The compiler isn't doing the thinking if you have to change your code so the compiler is happy. The problem with Rust is too much thinking: you try something, compiler complains, what is the issue here, can i try this, still complain, what about this, etc. There are specific categories of bugs that Rust is trying to fix that don't require the changes that Rust requires in order to ensure correctness...if you use reference counter, you can have more bugs.

codedokode · 2h ago
What about catching integer overflow? Free open-source languages still cannot do it unlike they commercial competitors like Swift?
lytedev · 2h ago
I'm not sure if this is what you mean, exactly, but Rust indeed catches this at compile time.

https://play.rust-lang.org/?version=stable&mode=debug&editio... https://play.rust-lang.org/?version=stable&mode=debug&editio...

codedokode · 1h ago
I meant panic if during any addition (including in runtime) an overflow occurs.
genrilz · 38m ago
If you obscure the implementation a bit, you can change GP's example to a runtime overflow [0]. Note that by default the checks will only occur when using the unoptimized development profile. If you want your optimized release build to also have checks, you can put 'overflow-checks = true' in the '[profile.release]' section of your cargo.toml file [1].

  [0]: https://play.rust-lang.org/?version=stable&mode=debug&edition=2024&gist=847dc401e16fdff14ecf3724a3b15a93
  [1]: https://doc.rust-lang.org/cargo/reference/profiles.html
trealira · 42m ago
You can set a flag for that: https://doc.rust-lang.org/rustc/codegen-options/index.html#o...

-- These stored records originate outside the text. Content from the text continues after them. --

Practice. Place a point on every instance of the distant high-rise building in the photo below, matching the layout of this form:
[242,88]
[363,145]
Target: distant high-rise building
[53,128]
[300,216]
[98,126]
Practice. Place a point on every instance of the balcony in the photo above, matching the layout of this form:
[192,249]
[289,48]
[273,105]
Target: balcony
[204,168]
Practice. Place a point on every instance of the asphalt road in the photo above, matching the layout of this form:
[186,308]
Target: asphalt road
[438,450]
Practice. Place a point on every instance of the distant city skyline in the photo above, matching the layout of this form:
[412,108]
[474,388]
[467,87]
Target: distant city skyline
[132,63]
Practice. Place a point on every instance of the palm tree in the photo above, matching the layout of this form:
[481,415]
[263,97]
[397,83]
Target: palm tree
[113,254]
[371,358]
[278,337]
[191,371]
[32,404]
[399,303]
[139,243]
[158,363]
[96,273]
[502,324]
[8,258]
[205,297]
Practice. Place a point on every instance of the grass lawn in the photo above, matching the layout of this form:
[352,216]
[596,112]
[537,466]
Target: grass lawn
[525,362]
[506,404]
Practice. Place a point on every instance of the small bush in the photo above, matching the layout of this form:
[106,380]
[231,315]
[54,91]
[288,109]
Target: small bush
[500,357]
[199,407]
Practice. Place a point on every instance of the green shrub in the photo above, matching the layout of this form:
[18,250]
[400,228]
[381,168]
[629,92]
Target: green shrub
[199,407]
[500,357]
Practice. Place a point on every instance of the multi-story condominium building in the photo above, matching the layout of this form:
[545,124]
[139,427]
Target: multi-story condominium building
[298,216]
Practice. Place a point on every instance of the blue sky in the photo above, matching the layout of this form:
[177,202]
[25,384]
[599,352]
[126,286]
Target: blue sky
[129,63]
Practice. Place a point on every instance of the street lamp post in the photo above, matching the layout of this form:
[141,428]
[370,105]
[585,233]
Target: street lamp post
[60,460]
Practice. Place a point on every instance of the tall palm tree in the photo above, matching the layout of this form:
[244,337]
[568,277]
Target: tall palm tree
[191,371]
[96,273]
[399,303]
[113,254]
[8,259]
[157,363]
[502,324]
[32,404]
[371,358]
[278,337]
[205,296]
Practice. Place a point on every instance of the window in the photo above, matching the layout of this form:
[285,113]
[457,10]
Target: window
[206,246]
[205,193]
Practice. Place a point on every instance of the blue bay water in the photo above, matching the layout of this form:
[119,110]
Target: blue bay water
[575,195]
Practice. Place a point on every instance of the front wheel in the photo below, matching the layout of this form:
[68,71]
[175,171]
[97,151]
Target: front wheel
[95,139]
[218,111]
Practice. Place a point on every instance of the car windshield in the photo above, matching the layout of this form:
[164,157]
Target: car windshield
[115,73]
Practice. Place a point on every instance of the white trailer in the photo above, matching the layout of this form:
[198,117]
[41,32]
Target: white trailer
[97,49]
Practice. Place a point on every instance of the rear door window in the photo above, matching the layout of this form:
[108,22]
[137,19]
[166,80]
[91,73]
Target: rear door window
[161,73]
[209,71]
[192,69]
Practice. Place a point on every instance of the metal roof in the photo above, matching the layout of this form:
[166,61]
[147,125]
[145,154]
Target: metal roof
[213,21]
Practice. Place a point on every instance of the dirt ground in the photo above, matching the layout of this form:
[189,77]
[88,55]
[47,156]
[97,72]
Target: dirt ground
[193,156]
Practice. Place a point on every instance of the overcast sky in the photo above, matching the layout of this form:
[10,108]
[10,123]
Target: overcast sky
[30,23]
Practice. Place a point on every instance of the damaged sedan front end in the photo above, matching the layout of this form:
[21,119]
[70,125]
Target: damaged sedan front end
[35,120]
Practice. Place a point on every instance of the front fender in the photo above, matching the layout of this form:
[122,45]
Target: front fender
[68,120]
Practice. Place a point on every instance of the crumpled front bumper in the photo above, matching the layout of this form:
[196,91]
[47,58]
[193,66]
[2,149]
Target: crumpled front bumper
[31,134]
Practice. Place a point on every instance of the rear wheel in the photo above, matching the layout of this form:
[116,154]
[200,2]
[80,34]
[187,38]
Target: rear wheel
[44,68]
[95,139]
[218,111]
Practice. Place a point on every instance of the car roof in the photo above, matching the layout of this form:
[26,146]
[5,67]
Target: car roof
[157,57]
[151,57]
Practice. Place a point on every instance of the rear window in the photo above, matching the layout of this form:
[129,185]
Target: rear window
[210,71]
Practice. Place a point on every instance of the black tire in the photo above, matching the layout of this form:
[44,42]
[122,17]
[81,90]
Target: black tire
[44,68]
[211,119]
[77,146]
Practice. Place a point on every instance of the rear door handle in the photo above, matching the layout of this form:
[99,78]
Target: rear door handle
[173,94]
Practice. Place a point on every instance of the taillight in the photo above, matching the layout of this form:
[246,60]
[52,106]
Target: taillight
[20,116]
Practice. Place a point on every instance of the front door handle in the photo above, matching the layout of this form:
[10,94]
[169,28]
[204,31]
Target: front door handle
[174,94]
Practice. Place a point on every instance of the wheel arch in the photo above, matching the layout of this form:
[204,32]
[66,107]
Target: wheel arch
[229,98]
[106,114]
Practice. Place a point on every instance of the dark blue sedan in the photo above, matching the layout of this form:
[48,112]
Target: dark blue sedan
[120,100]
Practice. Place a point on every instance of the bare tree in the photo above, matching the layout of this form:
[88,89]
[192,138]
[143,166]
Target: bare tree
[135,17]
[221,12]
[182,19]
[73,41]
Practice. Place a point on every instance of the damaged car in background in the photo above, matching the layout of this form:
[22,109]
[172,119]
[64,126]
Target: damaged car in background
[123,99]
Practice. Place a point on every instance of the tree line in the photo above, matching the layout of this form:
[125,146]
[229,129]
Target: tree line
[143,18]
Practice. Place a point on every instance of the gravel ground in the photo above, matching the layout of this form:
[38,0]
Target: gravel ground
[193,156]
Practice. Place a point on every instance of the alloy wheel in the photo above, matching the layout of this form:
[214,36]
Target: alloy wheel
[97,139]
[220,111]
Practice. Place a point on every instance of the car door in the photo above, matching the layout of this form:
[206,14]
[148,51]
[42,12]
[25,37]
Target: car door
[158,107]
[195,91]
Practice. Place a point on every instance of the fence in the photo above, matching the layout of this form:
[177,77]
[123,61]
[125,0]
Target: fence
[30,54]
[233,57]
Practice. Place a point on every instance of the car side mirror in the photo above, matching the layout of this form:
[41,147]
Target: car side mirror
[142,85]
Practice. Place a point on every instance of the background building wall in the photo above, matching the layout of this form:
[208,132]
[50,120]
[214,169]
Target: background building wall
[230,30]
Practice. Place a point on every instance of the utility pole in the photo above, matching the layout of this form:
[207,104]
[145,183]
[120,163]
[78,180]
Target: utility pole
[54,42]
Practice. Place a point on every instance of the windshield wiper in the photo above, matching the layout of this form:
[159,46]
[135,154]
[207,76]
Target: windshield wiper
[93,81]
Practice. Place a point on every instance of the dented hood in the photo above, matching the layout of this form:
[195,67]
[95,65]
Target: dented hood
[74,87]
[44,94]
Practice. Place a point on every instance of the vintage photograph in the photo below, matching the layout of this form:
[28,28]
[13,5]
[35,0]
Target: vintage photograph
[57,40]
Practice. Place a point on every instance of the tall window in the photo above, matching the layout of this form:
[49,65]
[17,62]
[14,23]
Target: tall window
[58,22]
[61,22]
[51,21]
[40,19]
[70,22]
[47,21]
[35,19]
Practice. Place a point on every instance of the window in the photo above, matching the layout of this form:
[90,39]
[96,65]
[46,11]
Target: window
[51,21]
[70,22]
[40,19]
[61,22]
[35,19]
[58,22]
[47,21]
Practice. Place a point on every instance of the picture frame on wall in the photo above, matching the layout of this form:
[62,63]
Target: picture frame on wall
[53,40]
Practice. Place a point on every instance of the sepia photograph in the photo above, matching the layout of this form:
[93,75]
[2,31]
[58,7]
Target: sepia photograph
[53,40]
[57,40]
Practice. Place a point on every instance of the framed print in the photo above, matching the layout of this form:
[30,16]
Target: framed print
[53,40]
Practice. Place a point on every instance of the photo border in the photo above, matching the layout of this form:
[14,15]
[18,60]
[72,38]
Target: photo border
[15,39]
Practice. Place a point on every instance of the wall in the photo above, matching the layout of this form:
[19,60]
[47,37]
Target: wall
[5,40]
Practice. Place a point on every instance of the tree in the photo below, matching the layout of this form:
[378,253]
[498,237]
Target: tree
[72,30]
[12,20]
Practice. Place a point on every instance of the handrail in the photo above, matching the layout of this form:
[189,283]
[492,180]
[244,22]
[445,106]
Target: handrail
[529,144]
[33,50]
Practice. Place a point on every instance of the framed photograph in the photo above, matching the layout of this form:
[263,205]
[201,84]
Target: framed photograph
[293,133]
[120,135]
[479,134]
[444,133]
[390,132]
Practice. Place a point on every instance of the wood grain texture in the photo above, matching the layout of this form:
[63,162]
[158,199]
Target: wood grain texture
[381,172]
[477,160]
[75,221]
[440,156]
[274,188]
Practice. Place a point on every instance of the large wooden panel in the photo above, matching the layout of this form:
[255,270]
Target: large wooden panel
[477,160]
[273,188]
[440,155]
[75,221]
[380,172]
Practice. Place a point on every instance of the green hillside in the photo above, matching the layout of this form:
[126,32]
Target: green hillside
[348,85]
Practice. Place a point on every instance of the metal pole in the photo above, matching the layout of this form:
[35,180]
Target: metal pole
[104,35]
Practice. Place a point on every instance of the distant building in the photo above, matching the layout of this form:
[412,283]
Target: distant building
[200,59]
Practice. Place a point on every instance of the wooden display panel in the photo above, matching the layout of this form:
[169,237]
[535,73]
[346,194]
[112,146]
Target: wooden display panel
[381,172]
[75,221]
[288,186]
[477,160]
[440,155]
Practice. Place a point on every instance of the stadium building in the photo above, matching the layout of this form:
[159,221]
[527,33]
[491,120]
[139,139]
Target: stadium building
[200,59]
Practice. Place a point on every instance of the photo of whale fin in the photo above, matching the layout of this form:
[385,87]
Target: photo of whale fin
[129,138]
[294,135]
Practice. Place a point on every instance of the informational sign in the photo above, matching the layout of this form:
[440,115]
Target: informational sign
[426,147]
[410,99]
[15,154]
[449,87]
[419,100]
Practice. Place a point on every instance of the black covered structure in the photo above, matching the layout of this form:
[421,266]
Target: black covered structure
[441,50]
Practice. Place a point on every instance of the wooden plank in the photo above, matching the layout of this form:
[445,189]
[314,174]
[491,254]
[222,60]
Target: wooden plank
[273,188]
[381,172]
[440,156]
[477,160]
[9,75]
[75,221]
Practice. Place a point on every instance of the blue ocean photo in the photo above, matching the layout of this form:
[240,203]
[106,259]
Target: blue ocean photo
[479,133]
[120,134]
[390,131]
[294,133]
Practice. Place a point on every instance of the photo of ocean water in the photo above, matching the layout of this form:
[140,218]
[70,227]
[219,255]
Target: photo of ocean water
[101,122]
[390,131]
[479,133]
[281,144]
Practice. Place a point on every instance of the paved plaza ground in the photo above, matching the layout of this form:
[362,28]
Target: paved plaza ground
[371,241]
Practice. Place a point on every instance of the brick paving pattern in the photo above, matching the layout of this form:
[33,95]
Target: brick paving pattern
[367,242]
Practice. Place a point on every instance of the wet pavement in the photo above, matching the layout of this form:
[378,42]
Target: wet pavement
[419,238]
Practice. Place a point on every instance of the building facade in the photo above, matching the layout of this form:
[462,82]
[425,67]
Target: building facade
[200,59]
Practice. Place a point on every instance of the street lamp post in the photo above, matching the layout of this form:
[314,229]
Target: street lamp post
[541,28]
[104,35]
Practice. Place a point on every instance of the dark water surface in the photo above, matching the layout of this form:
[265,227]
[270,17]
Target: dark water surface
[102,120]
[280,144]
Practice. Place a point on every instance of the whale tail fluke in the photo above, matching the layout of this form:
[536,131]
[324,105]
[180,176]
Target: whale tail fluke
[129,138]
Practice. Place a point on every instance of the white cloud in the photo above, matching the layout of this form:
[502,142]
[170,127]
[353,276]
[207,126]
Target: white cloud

By default, they're on during debug mode and off in release mode.

kelnos · 1h ago
Rust does have checked arithmetic operations (that return Result), but you have to explicitly opt in to them, of course, and they're not as ergonomic to use as regular arithmetic.
trealira · 45m ago
But, by default, normal arithmetic operations trap on overflow in debug mode, although they wrap with optimizations on.
z_open · 1h ago
assembly catches integer overflow. You just need to check the flag.